While Ryan paid the ultimate price for the mixing of social media and driving, he is certainly not alone in that behavior. The act of sending text messages while driving is so prevalent that at least nineteen states have already created laws banning the practice.

And I’m not pointing thumbs here. Have I ever checked email, read incoming tweets or responded to a text message while behind the wheel of a car? Yes. I’m usually at a stoplight or stuck in motionless traffic when I actually use my phone’s virtual keyboard. That factor might make might my behavior slightly less risky, but it doesn’t make it any less stupid.

While I can imagine either sending or receiving a message so pressing that an action would have to be taken at that very moment, I’ve never actually experienced such a scenario. The urgency that drives me to check Twitter or read an email while in the car is entirely a creation of my own mind.

All of this data can wait until later – and much of it can wait until never.

The temptation for drivers to participate in the realtime, social stream will only increase in coming years as Twitter, Facebook and other apps are built into our dashboards. Car manufacturers will attempt to include safeguards into their systems to prevent drivers from actually texting with one hand while they steer with the other. But the inclusion of the realtime web in our cars will be one more powerful suggestion that the information in the stream is so urgent and critical that it can’t wait until you park the car.

And drivers aren’t the only distracted folks on the road. Take a few commute-hour drives down 2nd Street in San Francisco and you’ll see what I mean. They are everywhere: Pedestrian zombies walking across the middle of a four lane road with their attention glued to a handheld. The compulsion to keep up with the stream has become so powerful that we’re gradually abandoning one of the first and most basic rules we all learned as kids. Instead of looking both ways before we cross the street, we look one way; down at our phones.

And what’s the point? Just because the technology is realtime doesn’t mean our behavior always has to be. Forget the obvious issues like walking into an intersection or driving off the road. When it comes to the net, we’re habitually guilty of LUI (Living Under the Influence). We sacrifice real life for realtime. We tweet vacation photos while we’re still on vacation. We share anecdotes about our kids when we’re spending time with them. And yes, we read and publish content from the driver’s seat of our cars.

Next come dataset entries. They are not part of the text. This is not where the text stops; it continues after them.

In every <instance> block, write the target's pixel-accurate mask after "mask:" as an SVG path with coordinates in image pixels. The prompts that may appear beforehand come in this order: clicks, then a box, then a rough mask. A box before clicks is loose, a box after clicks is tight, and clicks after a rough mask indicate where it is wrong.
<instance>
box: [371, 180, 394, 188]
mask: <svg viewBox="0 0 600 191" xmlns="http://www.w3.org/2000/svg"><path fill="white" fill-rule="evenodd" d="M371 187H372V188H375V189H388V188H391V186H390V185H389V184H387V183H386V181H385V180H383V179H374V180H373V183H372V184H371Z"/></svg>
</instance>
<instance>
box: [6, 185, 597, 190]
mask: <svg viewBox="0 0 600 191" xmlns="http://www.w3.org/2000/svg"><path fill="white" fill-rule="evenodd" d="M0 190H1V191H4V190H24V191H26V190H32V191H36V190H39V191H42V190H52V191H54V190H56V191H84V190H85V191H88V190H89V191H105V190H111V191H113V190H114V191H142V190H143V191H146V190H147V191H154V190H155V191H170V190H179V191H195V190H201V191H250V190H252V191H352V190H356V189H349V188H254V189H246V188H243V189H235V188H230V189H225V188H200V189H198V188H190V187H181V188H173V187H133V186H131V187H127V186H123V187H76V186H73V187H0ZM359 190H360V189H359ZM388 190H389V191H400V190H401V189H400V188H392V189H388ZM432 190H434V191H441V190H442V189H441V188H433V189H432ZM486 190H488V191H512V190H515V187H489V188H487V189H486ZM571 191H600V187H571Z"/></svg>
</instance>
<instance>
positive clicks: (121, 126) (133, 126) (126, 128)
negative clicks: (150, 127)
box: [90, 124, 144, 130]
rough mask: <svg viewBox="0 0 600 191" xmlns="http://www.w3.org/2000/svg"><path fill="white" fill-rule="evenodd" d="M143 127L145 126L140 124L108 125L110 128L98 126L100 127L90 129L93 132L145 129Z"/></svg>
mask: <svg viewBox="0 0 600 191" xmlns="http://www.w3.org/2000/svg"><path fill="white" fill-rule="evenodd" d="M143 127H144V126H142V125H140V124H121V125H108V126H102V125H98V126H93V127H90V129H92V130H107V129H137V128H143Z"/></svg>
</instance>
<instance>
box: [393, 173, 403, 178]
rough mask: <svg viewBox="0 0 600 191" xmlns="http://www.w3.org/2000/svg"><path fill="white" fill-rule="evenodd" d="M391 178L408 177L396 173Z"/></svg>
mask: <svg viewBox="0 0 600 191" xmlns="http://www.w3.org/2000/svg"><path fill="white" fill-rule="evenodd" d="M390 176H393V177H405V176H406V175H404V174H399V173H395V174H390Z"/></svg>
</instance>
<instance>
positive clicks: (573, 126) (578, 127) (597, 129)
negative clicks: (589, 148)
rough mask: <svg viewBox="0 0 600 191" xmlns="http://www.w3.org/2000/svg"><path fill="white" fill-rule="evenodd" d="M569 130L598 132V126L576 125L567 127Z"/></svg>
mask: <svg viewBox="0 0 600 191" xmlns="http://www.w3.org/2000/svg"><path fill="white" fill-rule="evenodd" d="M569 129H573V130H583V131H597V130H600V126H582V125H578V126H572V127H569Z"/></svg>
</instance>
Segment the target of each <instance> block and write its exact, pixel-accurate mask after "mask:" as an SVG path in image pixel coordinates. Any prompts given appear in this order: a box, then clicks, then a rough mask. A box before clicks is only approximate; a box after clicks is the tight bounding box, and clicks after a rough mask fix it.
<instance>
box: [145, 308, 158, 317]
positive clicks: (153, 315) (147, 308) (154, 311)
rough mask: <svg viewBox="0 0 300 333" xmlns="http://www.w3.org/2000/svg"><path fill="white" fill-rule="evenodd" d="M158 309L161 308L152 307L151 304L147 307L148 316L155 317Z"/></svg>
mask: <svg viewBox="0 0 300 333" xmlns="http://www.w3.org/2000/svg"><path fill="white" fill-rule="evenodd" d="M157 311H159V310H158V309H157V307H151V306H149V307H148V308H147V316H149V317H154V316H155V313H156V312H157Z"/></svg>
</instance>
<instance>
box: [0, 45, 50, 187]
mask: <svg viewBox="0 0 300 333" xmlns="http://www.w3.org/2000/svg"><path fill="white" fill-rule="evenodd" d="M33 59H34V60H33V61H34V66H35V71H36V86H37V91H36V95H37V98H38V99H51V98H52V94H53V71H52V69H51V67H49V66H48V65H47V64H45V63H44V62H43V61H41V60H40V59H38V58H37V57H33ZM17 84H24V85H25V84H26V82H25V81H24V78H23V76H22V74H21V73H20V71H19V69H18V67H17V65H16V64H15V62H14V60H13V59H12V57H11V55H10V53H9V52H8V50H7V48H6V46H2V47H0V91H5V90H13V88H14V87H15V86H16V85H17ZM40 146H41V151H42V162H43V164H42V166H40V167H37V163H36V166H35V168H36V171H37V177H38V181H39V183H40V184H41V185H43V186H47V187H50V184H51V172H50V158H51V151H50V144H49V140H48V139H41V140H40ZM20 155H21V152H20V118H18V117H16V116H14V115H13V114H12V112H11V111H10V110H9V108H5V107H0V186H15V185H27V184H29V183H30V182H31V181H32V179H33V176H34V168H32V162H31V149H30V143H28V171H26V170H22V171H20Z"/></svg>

Let me speak for everyone you have ever met, from a recent acquaintance to your closest relative: We can wait until you get home to see the photos from your vacation. You can share the funny anecdote about your kids after they’ve gone to bed. And nothing you’ve ever tweeted or shared is urgent enough for you do it while driving.

I’m not arguing that pressing the stream’s pause button is an easy thing to do. The internet twitch is a powerful force. But it’s worth taking a hard look at our behavior now because the omnipresence of the realtime web will only increase. We should probably try to figure out how to best manage that reality now because there are plenty of cliffs up ahead.